Critique globale
L’œuvre de Cécile Bonduelle se déploie dans un champ où matière, corps et territoire agissent comme des forces actives.
Sa sculpture ne cherche pas à imposer une forme mais à ouvrir des situations où quelque chose peut advenir. À partir de gestes simples : percer, nouer, suspendre, suturer, tisser, l’artiste engage un dialogue physique avec la matière.
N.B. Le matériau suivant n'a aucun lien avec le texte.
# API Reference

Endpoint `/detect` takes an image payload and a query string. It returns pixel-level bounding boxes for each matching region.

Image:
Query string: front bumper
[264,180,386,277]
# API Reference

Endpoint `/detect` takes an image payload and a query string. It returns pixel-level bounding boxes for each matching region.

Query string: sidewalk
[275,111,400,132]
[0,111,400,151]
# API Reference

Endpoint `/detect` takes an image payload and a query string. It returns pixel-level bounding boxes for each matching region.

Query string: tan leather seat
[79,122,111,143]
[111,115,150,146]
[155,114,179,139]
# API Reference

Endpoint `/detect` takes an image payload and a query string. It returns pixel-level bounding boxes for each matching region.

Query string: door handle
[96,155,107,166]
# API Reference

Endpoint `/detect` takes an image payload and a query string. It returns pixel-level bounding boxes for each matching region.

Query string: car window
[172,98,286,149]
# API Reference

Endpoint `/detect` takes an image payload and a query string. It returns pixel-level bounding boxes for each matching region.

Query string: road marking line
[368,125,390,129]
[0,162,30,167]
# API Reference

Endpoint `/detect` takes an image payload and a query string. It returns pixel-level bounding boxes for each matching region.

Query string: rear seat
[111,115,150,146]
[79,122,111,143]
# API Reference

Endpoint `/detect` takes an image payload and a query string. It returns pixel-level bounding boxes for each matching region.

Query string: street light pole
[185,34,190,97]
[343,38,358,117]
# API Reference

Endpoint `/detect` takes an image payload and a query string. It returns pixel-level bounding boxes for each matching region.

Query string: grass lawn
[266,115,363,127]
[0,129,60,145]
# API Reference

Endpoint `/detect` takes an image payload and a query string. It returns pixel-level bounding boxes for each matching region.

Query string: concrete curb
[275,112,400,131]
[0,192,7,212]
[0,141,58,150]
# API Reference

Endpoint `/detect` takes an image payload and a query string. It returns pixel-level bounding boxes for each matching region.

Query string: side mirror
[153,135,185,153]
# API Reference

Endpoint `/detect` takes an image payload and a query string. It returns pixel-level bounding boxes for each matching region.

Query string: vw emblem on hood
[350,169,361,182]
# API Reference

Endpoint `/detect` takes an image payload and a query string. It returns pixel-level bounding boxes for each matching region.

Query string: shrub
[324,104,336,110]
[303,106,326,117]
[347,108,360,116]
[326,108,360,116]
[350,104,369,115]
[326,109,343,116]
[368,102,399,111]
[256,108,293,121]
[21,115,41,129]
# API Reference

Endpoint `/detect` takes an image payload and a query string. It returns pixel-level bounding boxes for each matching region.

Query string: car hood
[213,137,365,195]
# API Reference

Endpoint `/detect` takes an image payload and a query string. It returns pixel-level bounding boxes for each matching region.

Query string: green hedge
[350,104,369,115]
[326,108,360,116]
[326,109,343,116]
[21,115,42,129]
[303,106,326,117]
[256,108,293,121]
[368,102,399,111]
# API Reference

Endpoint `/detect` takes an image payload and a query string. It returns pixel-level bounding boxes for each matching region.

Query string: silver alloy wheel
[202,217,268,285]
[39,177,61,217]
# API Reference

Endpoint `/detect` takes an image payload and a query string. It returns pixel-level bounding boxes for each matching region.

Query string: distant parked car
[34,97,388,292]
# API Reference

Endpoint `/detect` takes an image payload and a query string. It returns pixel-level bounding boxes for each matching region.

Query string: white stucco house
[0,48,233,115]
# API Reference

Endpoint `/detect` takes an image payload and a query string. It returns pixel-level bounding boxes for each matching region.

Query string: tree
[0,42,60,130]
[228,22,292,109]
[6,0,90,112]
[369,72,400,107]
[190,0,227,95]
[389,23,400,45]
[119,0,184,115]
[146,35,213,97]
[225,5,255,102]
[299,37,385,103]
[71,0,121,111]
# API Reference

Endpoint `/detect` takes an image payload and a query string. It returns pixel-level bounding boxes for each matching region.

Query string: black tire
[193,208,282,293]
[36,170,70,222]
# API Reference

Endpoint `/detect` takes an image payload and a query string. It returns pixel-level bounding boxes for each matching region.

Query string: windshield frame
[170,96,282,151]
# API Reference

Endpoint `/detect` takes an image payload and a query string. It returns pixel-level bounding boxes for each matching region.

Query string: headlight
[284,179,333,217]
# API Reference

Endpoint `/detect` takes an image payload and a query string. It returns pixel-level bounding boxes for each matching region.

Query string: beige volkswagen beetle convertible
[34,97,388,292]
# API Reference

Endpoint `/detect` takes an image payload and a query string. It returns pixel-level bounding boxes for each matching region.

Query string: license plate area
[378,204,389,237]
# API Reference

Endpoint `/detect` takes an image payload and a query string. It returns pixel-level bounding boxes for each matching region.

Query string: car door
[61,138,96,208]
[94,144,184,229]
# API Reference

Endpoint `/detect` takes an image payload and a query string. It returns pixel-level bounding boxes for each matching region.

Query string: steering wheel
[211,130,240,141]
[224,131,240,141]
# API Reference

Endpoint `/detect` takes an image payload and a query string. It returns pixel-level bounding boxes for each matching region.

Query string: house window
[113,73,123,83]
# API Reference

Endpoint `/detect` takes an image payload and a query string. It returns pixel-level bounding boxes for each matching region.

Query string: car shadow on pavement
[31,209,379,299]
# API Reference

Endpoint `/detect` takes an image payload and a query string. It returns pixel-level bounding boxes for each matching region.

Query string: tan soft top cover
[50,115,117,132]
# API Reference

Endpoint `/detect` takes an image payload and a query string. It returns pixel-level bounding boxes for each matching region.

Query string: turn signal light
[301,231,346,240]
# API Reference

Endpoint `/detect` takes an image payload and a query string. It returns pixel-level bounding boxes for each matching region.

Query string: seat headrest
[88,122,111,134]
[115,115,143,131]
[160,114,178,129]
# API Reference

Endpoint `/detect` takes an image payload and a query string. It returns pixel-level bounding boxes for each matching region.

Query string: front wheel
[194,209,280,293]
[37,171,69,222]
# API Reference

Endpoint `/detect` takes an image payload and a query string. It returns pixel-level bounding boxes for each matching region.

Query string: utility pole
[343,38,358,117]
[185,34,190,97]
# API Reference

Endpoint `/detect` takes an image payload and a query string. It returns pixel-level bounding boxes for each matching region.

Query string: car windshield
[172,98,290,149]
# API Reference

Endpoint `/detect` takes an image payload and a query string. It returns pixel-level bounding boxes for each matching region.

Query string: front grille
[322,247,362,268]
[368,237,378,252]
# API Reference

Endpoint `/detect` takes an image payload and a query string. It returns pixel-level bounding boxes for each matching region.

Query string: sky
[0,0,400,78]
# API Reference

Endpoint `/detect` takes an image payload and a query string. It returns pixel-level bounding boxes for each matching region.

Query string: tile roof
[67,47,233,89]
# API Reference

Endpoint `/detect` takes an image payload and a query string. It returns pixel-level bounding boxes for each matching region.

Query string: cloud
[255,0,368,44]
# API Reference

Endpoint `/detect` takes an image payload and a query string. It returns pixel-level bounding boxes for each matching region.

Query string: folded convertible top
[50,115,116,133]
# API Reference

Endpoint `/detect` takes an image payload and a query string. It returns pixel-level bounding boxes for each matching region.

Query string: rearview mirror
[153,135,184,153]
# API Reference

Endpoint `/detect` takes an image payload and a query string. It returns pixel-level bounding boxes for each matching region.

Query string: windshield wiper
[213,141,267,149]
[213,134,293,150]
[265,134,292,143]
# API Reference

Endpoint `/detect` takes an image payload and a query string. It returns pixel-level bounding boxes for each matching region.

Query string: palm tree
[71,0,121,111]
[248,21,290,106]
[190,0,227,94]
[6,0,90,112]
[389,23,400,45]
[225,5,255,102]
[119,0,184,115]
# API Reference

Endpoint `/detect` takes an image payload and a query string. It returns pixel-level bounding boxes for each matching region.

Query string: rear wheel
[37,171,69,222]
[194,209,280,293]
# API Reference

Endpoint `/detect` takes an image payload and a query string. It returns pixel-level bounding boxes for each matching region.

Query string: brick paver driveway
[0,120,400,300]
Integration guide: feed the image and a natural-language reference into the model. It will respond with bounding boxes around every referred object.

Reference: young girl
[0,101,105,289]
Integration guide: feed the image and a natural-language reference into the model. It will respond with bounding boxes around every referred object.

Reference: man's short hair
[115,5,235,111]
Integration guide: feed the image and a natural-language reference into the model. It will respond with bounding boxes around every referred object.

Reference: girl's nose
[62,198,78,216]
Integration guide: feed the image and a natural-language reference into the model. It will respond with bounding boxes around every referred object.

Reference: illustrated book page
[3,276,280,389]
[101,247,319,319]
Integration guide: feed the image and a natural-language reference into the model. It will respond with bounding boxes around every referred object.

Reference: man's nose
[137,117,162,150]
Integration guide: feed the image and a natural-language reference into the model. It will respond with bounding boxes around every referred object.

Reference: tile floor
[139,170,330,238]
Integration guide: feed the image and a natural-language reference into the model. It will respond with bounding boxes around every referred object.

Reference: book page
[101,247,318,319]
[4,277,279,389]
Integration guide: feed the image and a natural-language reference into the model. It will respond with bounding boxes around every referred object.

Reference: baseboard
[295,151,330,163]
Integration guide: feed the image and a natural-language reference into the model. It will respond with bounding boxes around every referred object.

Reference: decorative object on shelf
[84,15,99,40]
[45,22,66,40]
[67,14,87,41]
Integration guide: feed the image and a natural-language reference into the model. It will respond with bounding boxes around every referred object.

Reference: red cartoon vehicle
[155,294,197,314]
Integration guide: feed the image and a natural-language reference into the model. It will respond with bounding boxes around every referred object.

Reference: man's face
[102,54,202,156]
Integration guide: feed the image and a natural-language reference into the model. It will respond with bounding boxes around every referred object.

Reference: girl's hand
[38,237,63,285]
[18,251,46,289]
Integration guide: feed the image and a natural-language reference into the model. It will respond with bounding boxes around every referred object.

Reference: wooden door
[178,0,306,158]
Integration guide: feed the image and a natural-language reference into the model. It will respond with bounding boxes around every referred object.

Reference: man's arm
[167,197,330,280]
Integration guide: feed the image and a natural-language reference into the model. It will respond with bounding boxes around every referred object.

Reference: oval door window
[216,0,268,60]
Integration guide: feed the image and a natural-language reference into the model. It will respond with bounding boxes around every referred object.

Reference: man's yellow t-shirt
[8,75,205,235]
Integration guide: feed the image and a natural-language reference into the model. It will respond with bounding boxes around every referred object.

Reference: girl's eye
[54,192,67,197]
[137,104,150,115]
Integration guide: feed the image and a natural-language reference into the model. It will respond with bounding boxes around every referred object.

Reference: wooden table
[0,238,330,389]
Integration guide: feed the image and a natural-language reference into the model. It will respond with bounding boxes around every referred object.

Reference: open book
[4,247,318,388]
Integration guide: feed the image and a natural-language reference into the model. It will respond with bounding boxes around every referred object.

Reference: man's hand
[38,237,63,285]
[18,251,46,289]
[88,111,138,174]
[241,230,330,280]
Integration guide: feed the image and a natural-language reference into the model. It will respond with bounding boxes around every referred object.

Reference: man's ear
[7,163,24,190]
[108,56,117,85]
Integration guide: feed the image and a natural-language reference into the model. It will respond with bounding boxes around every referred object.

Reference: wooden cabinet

Bois saturés de sel, granites, fragments de navires ou objets du quotidien portent déjà une histoire : son travail consiste à déplacer leur charge pour en révéler les tensions.
Le fragment constitue un motif récurrent de son travail. Loin de signifier la ruine, il devient une possibilité de transformation et de lien : ce qui demeure peut être déplacé, assemblé, remis en jeu.
La pratique de Cécile Bonduelle s’organise en cycles, où gestes, formes et situations circulent de l’intime au collectif. Ses œuvres se tiennent souvent dans des zones intermédiaires, des seuils où équilibre et bascule, réparation et fracture, contrôle et abandon coexistent. Elle crée des formes et des situations qu’elle maintient au plus près du point de bascule, là où plusieurs devenirs restent encore possibles.
À travers ces expériences, l’artiste ne propose pas de solution : elle installe les conditions d’une épreuve du réel, où la matière, les lieux et les relations deviennent les partenaires d’une pensée en mouvement.